15 Février – 22h30 – Seule dans ce chalet perdu au fond de l’immense forêt, Gila s’était glissée au fond de ce lit froid comme la mort. Dehors, le vent ronflait dans les grands arbres, couvrant tout autre bruit potentiel d’un air glacial, elle se sentait sourde. Aucun lampadaire, aucune lueur dans le ciel sans lune, on n’y voit pas à deux mètres, l’obscurité est un abîme et Gila se sentait prise dans le vertige du néant. Voilà deux heures que l’électricité s’était soudain coupée, de manière inexpliquée. La jeune archéologue n’en menait pas large pour ces vacances improvisées et décidées sur un coup de tête. Pas de réseau, un smartphone déchargé, et une unique bougie pour passer la nuit … la nuit allait être … longue … Gila se réfugiait au fond de la couette, il n’y avait rien à faire, pourvu que Luc la rejoigne vite, comme c’était prévu, normalement …

 

15 Février – 22h40 – Luc Gros, 38 ans, architecte et grand sportif, venait de s’enfoncer dans la forêt de Grand, la plus grande forêt de la Franche Comté. Au volant de sa voiture de sport, il se sentait en sécurité.

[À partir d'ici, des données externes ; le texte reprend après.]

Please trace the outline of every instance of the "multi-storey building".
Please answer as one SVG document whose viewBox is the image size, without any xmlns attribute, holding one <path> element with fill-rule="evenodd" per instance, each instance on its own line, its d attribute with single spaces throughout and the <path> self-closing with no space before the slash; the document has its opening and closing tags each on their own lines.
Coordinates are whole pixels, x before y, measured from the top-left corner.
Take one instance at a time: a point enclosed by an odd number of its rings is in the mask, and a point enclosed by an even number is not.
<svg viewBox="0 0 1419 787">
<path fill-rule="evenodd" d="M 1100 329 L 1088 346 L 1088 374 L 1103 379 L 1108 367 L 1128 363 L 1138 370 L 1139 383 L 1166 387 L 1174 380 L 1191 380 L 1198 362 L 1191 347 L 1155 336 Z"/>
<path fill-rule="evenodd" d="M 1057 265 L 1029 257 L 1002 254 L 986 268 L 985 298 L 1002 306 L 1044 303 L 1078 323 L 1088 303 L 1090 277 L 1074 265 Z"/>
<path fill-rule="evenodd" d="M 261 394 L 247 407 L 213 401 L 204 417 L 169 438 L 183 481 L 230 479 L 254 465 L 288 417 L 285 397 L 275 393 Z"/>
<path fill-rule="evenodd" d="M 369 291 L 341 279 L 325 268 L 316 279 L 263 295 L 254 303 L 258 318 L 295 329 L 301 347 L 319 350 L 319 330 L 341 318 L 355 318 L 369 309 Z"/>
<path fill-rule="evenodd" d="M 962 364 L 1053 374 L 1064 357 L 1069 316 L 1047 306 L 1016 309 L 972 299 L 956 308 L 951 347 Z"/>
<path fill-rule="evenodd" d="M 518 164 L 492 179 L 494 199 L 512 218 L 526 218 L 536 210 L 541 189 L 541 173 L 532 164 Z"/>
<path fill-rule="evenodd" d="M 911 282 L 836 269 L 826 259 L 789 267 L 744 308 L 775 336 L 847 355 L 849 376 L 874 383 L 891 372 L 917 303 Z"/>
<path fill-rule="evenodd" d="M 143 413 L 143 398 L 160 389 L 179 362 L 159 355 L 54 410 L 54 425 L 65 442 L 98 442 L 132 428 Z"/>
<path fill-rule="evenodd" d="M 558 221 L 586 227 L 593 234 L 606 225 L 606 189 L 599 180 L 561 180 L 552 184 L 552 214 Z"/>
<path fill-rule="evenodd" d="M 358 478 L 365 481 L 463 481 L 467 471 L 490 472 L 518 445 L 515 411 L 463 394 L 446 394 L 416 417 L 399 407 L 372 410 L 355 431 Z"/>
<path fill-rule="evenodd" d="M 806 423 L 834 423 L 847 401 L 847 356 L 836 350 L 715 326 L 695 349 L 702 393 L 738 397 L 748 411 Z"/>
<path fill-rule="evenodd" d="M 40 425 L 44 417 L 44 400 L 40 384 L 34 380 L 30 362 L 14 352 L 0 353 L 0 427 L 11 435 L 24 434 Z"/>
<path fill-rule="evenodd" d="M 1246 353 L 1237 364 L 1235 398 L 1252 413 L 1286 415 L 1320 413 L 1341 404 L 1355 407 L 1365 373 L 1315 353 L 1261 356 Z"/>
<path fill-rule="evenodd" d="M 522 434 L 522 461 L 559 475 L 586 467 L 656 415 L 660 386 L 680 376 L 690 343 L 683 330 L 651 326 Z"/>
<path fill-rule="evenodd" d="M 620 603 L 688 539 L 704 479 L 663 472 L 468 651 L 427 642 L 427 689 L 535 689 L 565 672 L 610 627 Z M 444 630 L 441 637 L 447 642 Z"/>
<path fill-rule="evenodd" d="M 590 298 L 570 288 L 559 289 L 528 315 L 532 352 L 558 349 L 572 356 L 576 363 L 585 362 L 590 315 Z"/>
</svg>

Le poste diffusait le dernier album d’Ibrahim Maalouf, Natacha Atlas chantait … PAF !!!

 

16 Février – 08h30 – Le gendarme Benjamin arrive sur les lieux de l’accident signalé quelques minutes plus tôt. L’avant de l’Alfa est planté dans le marécage au fond de la vallée de la Dame Noire, portière conducteur ouverte, vide, le poste émet un son étrange de mélopées grinçantes qui s’amplifient dans le canyon que forme la rivière Ayre. Il lève le nez et grimace. Le monastère de la Dame Noire se dresse là, à 500 mètres, bâtiment immense, un bloc rectangulaire gris posé sur un socle de granite noir, entouré d’un haut mur, comme une menace au monde, il est enfoncé sur le flanc nord d’un bras de l’Ayre, et nul rayon soleil ne parvient jamais jusque sur ces murs-là.

 

16 Février – 10h30 – Madame Fleury est colère ! Sa locataire du chalet B n’est toujours pas sortie, le client suivant arrive dans quelques heures et elle doit décamper vite fait, faut faire le ménage, tout ranger, préparer pour le suivant. Elle décide de se rendre au chalet. Le vent s’est calmé, la voiture de la Gila est là. La proprio arrive devant la porte et frappe et … la porte est entre-ouverte et s’ouvre sous les coups de la proprio. Elle appelle « Gila vous êtes-là ? il faudrait voir à quitter les lieux, j’ai un autre client qui arrive ! ». Aucune réponse. Elle avance dans l’unique pièce du gite, la porte de la salle de bains est ouverte. Rien, il n’y a personne. Gila s’est volatilisée.